REGNO UNITO – Gli ebrei britannici al premier Starmer: «Riconoscimento stato palestinese premio a Hamas»

Un premio al terrorismo, una forzatura diplomatica e un segnale destabilizzante. Così si riassumono la reazione dell’ebraismo britannico all’annuncio del primo ministro laburista Keir Starmer di voler riconoscere lo stato di Palestina entro settembre, salvo significativi cambiamenti nella condotta del governo israeliano e sviluppi concreti verso la pace a Gaza.
Il Board of Deputies of British Jews, principale organismo rappresentativo degli ebrei nel Regno Unito, ha espresso forti riserve.
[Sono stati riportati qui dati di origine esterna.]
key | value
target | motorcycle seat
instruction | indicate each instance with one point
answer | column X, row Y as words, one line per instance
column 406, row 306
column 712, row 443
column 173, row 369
In una riunione straordinaria convocata per discutere dell’emergenza umanitaria a Gaza e delle implicazioni dell’annuncio britannico, il presidente Phil Rosenberg ha ribadito il sostegno a una soluzione a due stati, e ha avvertito che «riconoscere uno stato palestinese senza un accordo diplomatico rischia di mettere i gesti davanti alla sostanza».
In un editoriale pubblicato sul Telegraph, lo stesso Rosenberg spiega che «questo momento di crisi richiede soluzioni pratiche, non gesti politici». Un riconoscimento unilaterale, scrive Rosenberg, «verrebbe strumentalizzato da Hamas e ritenuto una giustificazione delle sue azioni brutali del 7 ottobre». Anche perché il gruppo terroristico è «alla disperata ricerca di una vittoria simbolica».
Nell’editoriale si ricorda come «i leader palestinesi hanno rifiutato numerose proposte di pace negli anni», e che ogni futuro stato palestinese «dovrà essere costruito nella realtà, non solo nella mente dei politici». Allo stesso tempo, Rosenberg critica «la retorica allarmante di alcuni ministri israeliani» e la violenza degli estremisti israeliani in Cisgiordania. Il punto, aggiunge, è però costruire una visione credibile «per il giorno dopo a Gaza».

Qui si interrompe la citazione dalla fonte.